Henry's law is extremely important as it describes how much gas is absorbed into liquid (and due to the large amounts of water in the body, also into body tissues) The problems encountered with excess nitrogen in the body, come from the uncertainty of how fast the gases are expelled from the body. This is different sorts of tissue expel air at different rates, it is very hard to calculate the correct amount of time to ensure safe ascents however, through years of observations, dive tables (and more recently dive tables) give estimates on the amount of time required, these are usually overestimates of the time required but in some cases it is still not enough. The dive tables also give recommended times to leave between dives, to ensure that nitrogen remaining in the body from previous dives is also taken into account.

Other effects of pressure experienced by divers

Another extension of Boyle's law, is that as a diver descends, the gas inside the body gets less dense, as a result the deeper a diver goes, the more able he is to sink. A diver needs to control their buoyancy however, so a scuba system usually incorporates a way to fill a suit with some air, to stop the rate of descent (usually in the form of an inflatable jacket called a buoyancy control device or BCD).
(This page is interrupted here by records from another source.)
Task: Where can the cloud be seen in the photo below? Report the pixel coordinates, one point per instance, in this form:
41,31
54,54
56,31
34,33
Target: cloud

As shown above, it is important that when ascending the diver releases this air from the BCD, as the gas inside will increase and cause rapid ascent, a slow controlled descent is required to allow nitrogen to be released from the body.

Conclusion

As I have shown, the effects of pressure that are experienced during Scuba diving are vitally important, and if not taken into account, could cause serious problems.

Without physics, Scuba diving would be impossible!